McCorquodale, sister of the late princess and president of the fund, gave her views to mark the publication of a new guide that explores the longevity of charitable foundations.
Perpetuity or Limited Lifespan: How do charitable foundations decide their longevity? was published last week by Coutts, the private banking division of the Royal Bank of Scotland.
It features case studies of organisations that have grappled with the issue of whether to spend down their funds or to spend only the interest earned on their investments.
The Diana fund, which has distributed more than £100m since 1997 and will close at the end of the year, is among the case studies.

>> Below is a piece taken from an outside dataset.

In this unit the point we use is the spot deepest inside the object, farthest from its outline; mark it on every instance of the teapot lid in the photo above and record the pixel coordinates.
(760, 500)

McCorquodale said in a statement: “We felt that by adopting a targeted, time-limited approach, the fund would be in the best position to maximise its impact as a funder.”
“Becoming a limited-life organisation has allowed the fund to take more risks and work in ways that might not otherwise have been possible.”
“I also think the targeted work undertaken by the fund has been a powerful catalyst for long-term change. That might not have been the case had we sought to extend our existence over a longer time period.”
Stephen Pittam, trust secretary of the Joseph Rowntree Charitable Trust, which was established in 1904 and now exists in perpetuity, says in the guide that the Rowntree trust benefits from being able to take a “long view”.
The merits of limited lifespan and in perpetuity foundations were debated last week at a Coutts Forum for Philanthropy, at which the guide was launched.
Lenka Setkova, director of philanthropy services at Coutts, said the issue had been debated more in recent years because of the visibility of philanthropists, such as Sir David Sainsbury and Bill Gates, who have committed to either ‘giving while living’ or to disbursing their philanthropic assets during a specific time period.
“There are advantages and disadvantages to both options,” said Setkova. “The key challenge is to ensure that all philanthropic resources are leveraged to maximum effect.”